Évoquant "un combat de très longue haleine avec les armes de l’État de droit, de la liberté mais avec une très grande détermination", le Premier ministre a rappelé que ce terrorisme "veut détruire ce que nous sommes, notre mode de vie, les attaques à Paris comme à Bruxelles, s’attaquent tout simplement de manière anonyme à ce que nous sommes, à des gens qui sont à des terrasses de café, qui prennent l’avion, qui prennent le métro et c’est pour cela qu’il faut réagir encore une fois en mobilisant tous les moyens, ce que nous faisons, il n’y a pas de risque zéro mais il faut continuer cette mobilisation".

Des moyens renforcés pour assurer la sécurité des Français

"Nous n’avons jamais fait autant, je veux le dire, pour protéger les Français en termes de moyens pour la police, la gendarmerie, les forces armées, les services de renseignement pour mobiliser, pour protéger, pour nous donner aussi les moyens technologiques du renseignement", a expliqué Manuel Valls. Le Premier ministre a rappelé qu’à ce jour, une trentaine de personnes ont été identifiées comme liées aux attentats de Paris, parmi lesquelles 11 sont décédées et 12 ont été incarcérées.  

"La menace devant laquelle nous sommes est d’une ampleur inégalée et c’est pour cela que les moyens et la réponse que nous devons apporter au niveau français, au niveau national comme au niveau européen doit être à la hauteur de cette menace." En France particulièrement, "les moyens que nous devons mettre pour notre sécurité, pour soutenir les forces de police, de gendarmerie, nos forces armées, le renseignement sont des moyens dans la durée qu’il faudra conforter quelle que soit la majorité, quel que soit le gouvernement", a-t-il affirmé.

Le Premier ministre a par ailleurs confirmé que l’Euro 2016, comme le tour de France ou d’autres grandes manifestations auront lieu, et que "le ministre de l’Intérieur, évidemment, avec l’ensemble des forces de sécurité, veillera et veille à la sécurité de nos compatriotes à l’occasion de cette belle et utile manifestation sportive." "Les grands événements sportifs, les grands événements culturels, les grands événements populaires sont indispensables, pour montrer que nous sommes un peuple libre, debout, que nous n’avons pas peur, que nous savons que nous faisons face à une menace terroriste."
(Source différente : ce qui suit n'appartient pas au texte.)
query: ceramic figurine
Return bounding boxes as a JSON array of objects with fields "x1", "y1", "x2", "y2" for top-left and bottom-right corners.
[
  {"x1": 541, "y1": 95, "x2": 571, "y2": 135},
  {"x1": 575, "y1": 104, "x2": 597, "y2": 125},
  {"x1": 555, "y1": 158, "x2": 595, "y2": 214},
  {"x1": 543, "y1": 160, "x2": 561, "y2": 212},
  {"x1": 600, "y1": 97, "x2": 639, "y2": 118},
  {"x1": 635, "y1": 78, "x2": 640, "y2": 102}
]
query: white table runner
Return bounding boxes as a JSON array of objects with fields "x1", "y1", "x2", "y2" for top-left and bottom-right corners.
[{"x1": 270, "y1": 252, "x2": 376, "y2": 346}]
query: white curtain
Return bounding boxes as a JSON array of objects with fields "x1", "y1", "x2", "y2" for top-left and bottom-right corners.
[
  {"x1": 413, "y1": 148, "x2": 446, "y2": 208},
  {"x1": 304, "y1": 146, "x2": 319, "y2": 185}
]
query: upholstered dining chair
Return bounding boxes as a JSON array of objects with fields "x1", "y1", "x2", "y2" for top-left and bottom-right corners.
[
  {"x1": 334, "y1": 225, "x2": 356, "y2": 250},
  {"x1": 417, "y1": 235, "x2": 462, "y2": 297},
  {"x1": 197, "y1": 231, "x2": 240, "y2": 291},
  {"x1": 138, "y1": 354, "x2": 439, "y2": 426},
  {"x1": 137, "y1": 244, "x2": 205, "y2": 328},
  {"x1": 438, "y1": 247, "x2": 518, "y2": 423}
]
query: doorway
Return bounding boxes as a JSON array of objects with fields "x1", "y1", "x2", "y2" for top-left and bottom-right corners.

Une réponse européenne indispensable

Le Premier ministre a de nouveau appelé à l’adoption d’un passenger name record (PNR) européen, un fichier de données qui permet de suivre le déplacement des passagers aériens. "Le Parlement européen a trop tardé à adopter ce texte, il doit l’examiner et le voter en avril, il est temps, il faut aller vite."

Manuel Valls a également affirmé qu’il y a urgence à renforcer le contrôle des frontières extérieures de l’Union européenne. "Ce sont les propositions françaises depuis des mois." "Il y a enfin urgence à ce que plus personne ne puisse passer avec des faux papiers, parce que nous savons que Daesh a volé de grandes quantités de passeports en Syrie, cela suppose que les fichiers soient parfaitement vérifiés, recoupés. Là aussi, la France a pris ses responsabilités et fait des propositions. Donc, il faut avancer, pas uniquement sur le PNR, mais sur l’ensemble des moyens pour lutter contre le terrorisme."

L’Europe "a été attaquée parce que c’est l’Europe, donc la réponse doit être européenne. Aujourd'hui, la Belgique et la France sont plus que jamais unies face au terrorisme."